Keshi not worried by criticism
He has not lost to African opposition in a competitive game in three years, yet his methods have been questioned.
But Keshi insists that he can cope with criticism from sections of the country’s support.
“This is life and not everybody is going to like you,” Keshi told BBC Sport.
“So who am I to worry about everybody loving or not liking Stephen Keshi? I don’t care as long as my family loves me, as long as I am doing my job and I have good health – the rest is nothing.
“As long as I can put smile on somebody’s face every day, make them happy, that is all because I can say thank God.”
The former captain of the Super Eagles, who took over a faltering side in 2011, restored the country’s pride by winning the 2013 Africa Cup of Nations and also led them through a successful World Cup qualifying campaign.

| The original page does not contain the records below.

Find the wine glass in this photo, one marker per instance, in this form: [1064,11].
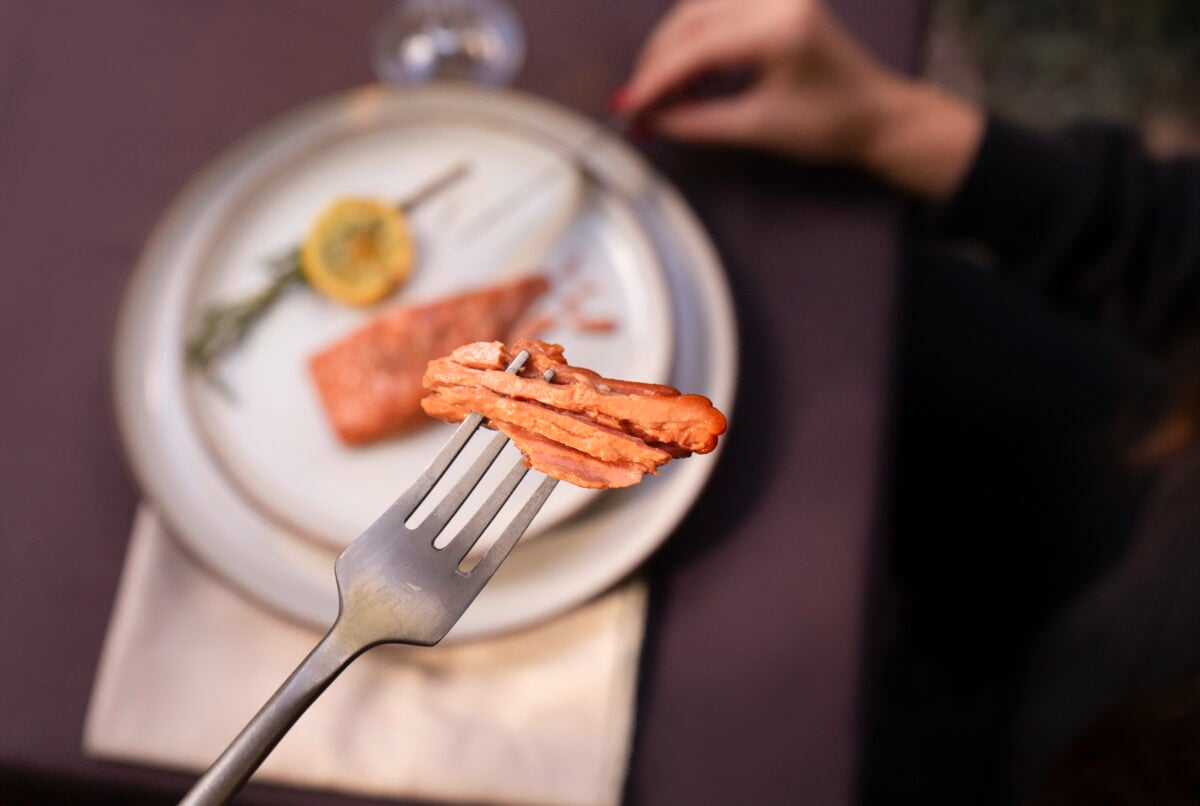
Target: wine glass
[477,41]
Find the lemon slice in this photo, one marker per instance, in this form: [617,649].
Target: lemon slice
[358,252]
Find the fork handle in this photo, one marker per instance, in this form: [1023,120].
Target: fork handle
[227,775]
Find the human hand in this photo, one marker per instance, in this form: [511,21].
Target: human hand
[816,92]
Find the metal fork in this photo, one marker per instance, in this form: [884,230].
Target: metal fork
[394,588]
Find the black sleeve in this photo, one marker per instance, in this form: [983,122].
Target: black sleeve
[1093,222]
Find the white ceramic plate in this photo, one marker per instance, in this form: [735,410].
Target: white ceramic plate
[258,488]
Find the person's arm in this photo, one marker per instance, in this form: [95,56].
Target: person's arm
[1096,223]
[1089,217]
[816,94]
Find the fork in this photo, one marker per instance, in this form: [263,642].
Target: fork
[395,587]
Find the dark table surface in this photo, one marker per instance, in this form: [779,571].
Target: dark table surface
[751,679]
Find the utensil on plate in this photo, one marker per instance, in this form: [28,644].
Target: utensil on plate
[394,587]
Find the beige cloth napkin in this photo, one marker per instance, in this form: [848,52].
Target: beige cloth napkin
[539,716]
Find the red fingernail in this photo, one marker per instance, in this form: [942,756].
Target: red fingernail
[619,100]
[640,132]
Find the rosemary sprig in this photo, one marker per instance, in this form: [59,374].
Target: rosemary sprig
[226,325]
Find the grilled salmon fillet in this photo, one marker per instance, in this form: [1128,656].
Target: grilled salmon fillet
[370,382]
[579,427]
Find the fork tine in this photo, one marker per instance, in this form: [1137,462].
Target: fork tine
[511,534]
[471,534]
[441,516]
[420,488]
[457,548]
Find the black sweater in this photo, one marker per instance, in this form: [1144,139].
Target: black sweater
[1102,229]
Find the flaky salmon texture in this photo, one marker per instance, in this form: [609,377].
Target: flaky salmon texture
[579,427]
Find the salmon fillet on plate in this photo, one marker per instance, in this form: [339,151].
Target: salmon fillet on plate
[370,382]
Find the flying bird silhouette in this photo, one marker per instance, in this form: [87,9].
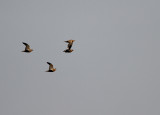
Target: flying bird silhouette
[68,50]
[51,68]
[27,48]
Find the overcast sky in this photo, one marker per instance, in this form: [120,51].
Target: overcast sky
[113,70]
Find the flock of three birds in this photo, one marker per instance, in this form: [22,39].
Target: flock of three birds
[51,68]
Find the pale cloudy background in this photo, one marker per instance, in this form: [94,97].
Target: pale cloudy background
[114,69]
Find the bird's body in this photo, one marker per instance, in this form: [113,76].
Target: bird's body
[27,48]
[51,68]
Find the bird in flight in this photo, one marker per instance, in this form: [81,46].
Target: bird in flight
[68,50]
[27,48]
[70,43]
[51,68]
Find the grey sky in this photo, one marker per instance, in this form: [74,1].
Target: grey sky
[114,69]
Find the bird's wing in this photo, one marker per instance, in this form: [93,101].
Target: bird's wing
[50,66]
[27,46]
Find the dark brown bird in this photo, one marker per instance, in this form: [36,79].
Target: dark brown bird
[51,68]
[70,43]
[68,50]
[27,48]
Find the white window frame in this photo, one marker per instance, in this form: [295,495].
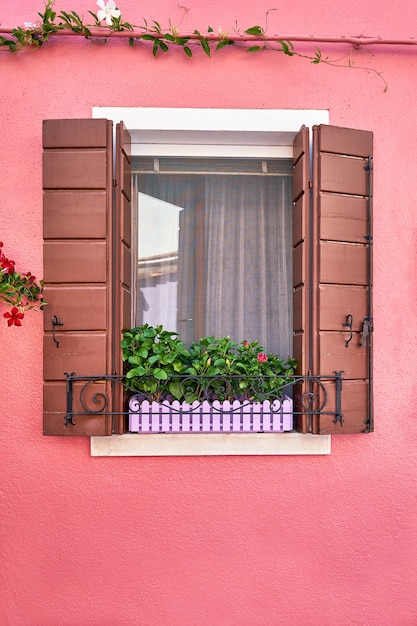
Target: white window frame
[257,133]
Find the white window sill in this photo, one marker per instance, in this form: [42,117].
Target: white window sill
[210,445]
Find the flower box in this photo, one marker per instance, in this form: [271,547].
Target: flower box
[274,416]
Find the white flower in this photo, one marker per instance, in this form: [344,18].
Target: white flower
[107,11]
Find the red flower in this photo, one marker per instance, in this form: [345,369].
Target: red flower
[14,317]
[6,266]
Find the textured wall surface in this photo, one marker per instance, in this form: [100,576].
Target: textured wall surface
[235,541]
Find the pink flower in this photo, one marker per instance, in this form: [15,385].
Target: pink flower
[6,265]
[14,317]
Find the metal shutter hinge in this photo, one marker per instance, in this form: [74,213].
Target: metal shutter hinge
[366,329]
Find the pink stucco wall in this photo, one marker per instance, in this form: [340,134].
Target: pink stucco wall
[235,541]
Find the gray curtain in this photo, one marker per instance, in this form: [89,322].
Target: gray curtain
[245,245]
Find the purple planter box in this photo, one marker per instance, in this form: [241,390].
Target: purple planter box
[215,417]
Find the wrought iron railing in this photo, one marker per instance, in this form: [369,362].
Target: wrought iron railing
[311,395]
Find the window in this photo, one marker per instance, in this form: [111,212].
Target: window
[88,254]
[215,248]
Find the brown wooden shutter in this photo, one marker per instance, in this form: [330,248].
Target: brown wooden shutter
[81,270]
[340,274]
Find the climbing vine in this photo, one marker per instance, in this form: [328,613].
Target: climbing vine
[108,22]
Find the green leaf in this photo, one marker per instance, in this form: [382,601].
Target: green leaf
[287,47]
[206,47]
[136,371]
[175,389]
[160,374]
[255,30]
[222,44]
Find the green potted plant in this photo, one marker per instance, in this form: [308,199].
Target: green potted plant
[211,373]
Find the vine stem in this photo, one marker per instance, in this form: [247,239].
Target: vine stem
[138,32]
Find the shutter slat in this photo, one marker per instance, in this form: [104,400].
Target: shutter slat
[75,261]
[70,214]
[342,254]
[76,169]
[78,172]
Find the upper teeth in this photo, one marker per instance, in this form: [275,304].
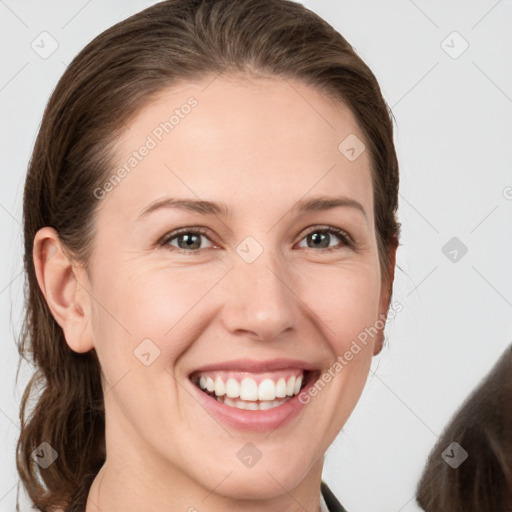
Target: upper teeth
[248,389]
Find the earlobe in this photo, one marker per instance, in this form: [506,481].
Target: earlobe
[66,297]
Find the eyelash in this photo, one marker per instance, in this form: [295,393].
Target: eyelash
[342,235]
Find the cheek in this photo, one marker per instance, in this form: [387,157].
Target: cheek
[345,299]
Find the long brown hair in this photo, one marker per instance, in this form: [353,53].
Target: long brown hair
[481,479]
[106,84]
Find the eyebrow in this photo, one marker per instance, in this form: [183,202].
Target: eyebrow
[319,203]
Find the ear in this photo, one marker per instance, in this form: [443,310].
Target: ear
[64,285]
[385,296]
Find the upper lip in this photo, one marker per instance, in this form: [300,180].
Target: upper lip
[251,365]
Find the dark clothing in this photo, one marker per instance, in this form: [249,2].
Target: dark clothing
[330,500]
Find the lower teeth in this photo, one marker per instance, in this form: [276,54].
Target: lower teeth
[250,405]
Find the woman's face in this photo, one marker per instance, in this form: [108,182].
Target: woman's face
[263,283]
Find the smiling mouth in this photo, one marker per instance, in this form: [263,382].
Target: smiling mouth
[253,391]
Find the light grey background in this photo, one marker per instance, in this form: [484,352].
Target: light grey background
[453,135]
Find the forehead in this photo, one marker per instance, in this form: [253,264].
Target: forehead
[240,140]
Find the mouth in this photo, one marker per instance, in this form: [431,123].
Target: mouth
[253,391]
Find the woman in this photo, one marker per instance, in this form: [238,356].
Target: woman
[210,225]
[470,468]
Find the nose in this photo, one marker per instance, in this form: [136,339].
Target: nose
[260,301]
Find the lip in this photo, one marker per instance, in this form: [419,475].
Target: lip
[260,421]
[251,365]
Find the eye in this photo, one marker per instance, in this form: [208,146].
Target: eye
[323,234]
[188,239]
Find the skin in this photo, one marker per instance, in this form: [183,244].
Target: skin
[259,145]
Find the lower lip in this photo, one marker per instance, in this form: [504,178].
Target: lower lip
[261,421]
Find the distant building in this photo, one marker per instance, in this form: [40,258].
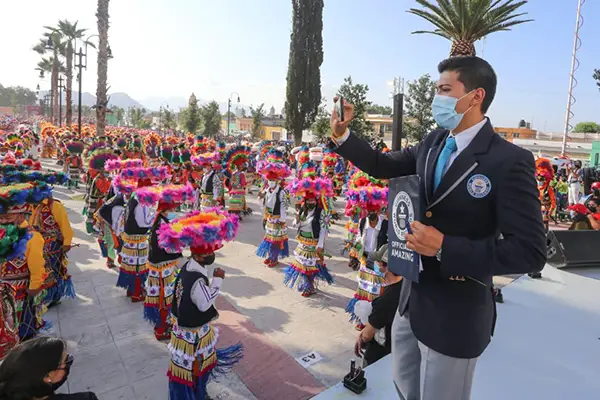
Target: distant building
[515,133]
[382,125]
[272,128]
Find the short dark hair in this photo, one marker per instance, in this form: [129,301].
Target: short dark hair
[23,370]
[474,73]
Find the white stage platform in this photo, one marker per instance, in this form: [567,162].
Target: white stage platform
[546,345]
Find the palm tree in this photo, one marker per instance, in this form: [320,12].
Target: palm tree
[101,97]
[52,41]
[71,33]
[465,21]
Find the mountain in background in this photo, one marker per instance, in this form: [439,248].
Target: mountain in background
[175,103]
[121,100]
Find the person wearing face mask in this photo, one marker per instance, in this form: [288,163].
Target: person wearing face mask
[195,358]
[481,217]
[26,273]
[162,265]
[275,243]
[375,340]
[313,221]
[36,369]
[235,161]
[372,234]
[138,219]
[208,194]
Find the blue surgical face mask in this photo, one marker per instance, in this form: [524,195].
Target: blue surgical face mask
[444,112]
[376,268]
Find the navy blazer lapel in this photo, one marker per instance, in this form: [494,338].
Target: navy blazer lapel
[430,162]
[464,164]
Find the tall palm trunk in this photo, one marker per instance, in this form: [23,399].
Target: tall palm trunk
[55,92]
[101,96]
[69,111]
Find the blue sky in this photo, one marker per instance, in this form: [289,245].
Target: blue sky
[173,47]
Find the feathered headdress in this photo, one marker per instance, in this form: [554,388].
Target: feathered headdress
[99,158]
[206,158]
[119,164]
[166,152]
[273,168]
[16,198]
[51,178]
[202,231]
[311,188]
[543,169]
[360,179]
[303,155]
[236,157]
[13,241]
[93,147]
[174,194]
[367,198]
[156,174]
[121,143]
[329,160]
[75,147]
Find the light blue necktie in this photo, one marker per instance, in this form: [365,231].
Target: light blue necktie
[449,148]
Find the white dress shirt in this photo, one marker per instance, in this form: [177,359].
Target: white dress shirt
[204,296]
[464,139]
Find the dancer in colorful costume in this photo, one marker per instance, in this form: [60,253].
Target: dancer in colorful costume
[370,201]
[210,188]
[194,356]
[138,219]
[544,174]
[275,243]
[12,247]
[26,273]
[50,219]
[73,162]
[313,220]
[235,161]
[162,265]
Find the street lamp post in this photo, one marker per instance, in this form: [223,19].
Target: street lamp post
[81,64]
[60,88]
[229,108]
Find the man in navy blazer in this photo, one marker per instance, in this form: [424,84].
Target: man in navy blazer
[482,218]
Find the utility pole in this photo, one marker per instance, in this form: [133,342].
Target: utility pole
[572,80]
[60,88]
[398,96]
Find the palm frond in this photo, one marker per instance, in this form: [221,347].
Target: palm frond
[469,20]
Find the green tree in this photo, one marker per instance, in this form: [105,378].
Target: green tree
[17,95]
[377,109]
[304,66]
[321,129]
[101,88]
[258,114]
[71,33]
[465,22]
[52,42]
[356,94]
[211,118]
[587,127]
[418,119]
[192,117]
[167,119]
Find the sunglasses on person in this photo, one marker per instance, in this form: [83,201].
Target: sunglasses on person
[68,362]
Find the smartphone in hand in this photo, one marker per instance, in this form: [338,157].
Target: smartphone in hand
[339,108]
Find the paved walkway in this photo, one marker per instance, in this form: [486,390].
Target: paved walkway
[117,356]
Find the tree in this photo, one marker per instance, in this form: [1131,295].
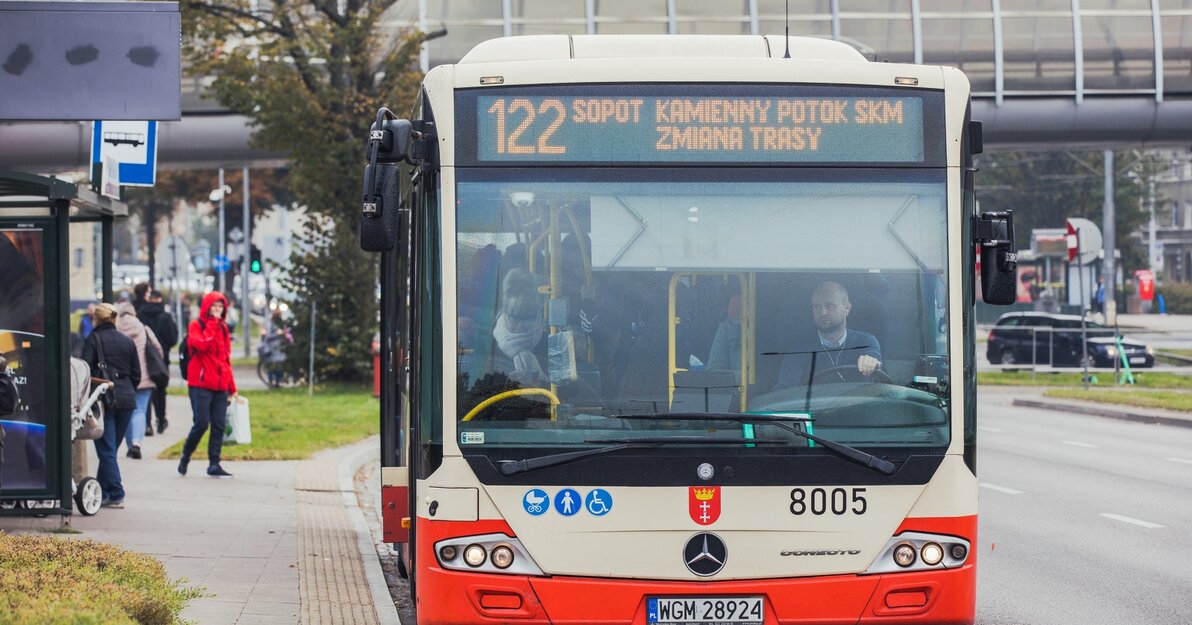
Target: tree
[151,204]
[1045,187]
[310,76]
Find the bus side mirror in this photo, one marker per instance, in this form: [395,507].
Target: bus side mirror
[389,143]
[382,200]
[994,231]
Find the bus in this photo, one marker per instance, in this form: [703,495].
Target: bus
[680,330]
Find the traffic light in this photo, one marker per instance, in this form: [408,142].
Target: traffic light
[254,260]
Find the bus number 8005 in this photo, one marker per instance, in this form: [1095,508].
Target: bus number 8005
[821,501]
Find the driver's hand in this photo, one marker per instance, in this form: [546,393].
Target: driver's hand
[868,364]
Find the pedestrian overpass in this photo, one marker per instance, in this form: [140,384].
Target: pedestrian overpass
[1044,73]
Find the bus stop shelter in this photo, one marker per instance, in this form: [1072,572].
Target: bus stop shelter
[35,335]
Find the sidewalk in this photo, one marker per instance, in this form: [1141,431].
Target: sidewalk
[1162,323]
[277,544]
[1034,397]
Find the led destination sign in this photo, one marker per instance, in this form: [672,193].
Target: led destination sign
[806,124]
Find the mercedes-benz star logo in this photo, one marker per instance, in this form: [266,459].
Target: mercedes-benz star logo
[705,555]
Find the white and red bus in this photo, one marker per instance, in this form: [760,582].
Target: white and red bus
[678,330]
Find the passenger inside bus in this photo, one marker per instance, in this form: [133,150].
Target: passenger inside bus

Despite all his successes, speculation about Keshi’s future has been rife in Nigeria since February, with local media reporting that the Nigeria Football Federation (NFF) are shopping for a foreign coach.
“Worried about my job? You see this job we have is that they hire you today and they fire you tomorrow,” he said philosophically.
“I have done my best in my job for Nigeria and if they decide to fire me and bring someone else, so be it.”
The NFF has insisted his job is not under threat ahead of the World Cup, Keshi admits speculation over his position is understandable.
“I believe I am strong enough and I have got the experience to handle it,” said the former Togo and Mali boss.
“It happened in 2002 when Amodu Shaibu and I qualified the country for the World Cup. It also happened in Togo. So if that’s it, so be it.
“If people want to talk, I can’t stop it. I don’t worry about speculation about my job, I don’t worry about anything,” he added.
The 52-year-old is also the only African coach to have qualified two nations for the World Cup finals.
At the upcoming World Cup in Brazil the Super Eagles face Iran in Group F before taking on Bosnia-Herzegovina and will finish against Argentina.